His mouth drops open. “Uh…no. No. I just ran into her at the race, that’s all. But, well, she did move back to the area. She’s in Albany.”


Shit. “But you’re not seeing each other?”


He shakes his head.


“Well, here’s the thing. I know this woman from work. Very nice, very attractive. Want her number?”


Trevor’s eyebrows shoot up. “Excuse me?”


“Do you want to date Angela, the food editor? She thinks you’re cute.”


Trev pauses. “You okay, Chas?”


I roll my eyes. “For God’s sake, Trevor, yes or no?” He’s so close that I can smell his soap, can see that he needs a shave, and if I leaned forward just a little, I could rub my own cheek against his, then lower my head to the crook of his warm neck and kiss the skin there. Bastard. “So?” I snap.


“Sure, I guess so, Chastity,” he answers slowly, frowning.


“Great! I’ll e-mail you her name and number and whatever. Look, I have to run. Buttercup needs me.” I slide off the bar stool and shove past Trevor, who hasn’t moved an inch.


“Chastity?” a new voice asks.


My head jerks around. “Shit!” I exclaim.


It’s Ryan “the Groin” Darling. The blood drains from my face, then floods back. “Uh, um, hi,” I stammer. “Um, how are you?”


“A little swollen,” he admits.

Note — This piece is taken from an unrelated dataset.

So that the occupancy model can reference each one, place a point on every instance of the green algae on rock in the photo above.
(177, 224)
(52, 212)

I can’t suppress a grimace.


Trevor is watching us. “Hi. I’m Trevor Meade.”


“Ryan Darling. Nice to meet you.”


“You work at the hospital, don’t you?” Trevor asks.


“Yes,” Ryan answers. “I’m a trauma surgeon.”


“Okay. I’m on the paramedic unit of Eaton Falls Fire,” Trevor says.


“Right,” Ryan says. “Hello.” He offers nothing else, and I can tell he doesn’t remember Trevor. Well, I guess a surgeon would be concentrating on the patient—one would hope so, at any rate. But still. Not remembering Trevor is something I can’t imagine.


“Chas, I’ll see you around.” Trevor looks assessingly at Ryan. “Nice to see you.” He joins the rest of his platoon in the O’Neill booth.


I turn back to face Ryan. “Again, I’m so, so sorry.” Closing my eyes, I shake my head. “I guess instinct just took over.”


“It’s…well, it’s a good example of what I try to teach, I suppose.” He attempts a smile, and another wave a dismay washes over me. Why is he here? A lawsuit? Am I being arrested for assault and battery? The burning attraction I felt for him yesterday seems like a thing of the distant past.


“So…well, would you like to have a seat?” I ask, gesturing to the stool next to me.


“Sure.” He slides gingerly onto the stool.


“Oh, crap, I’m sorry. Would a booth be more comfortable?” I blurt. “Or some ice? Would you like some ice?”


He grins. “No, no, that’s fine. I’m here. May as well stay.”


My father is eying me suspiciously. He murmurs something to Jack, who looks over, gives me a reassuring chin jerk, then turns Dad back to the dartboard. I make a mental note to babysit Jack and Sarah’s kids soon.


“So, um, Ryan, right?” As if his name wasn’t burned into the shame section of my soul already. “What can I do for you?”


“You never did the interview. I was here with a colleague, saw you, thought I’d come over.”


“The inter—oh, right!” I exclaim. “Of course. Well, sure, I’d still love to do it.” Not that I thought we’d be speaking again, ever, but crap!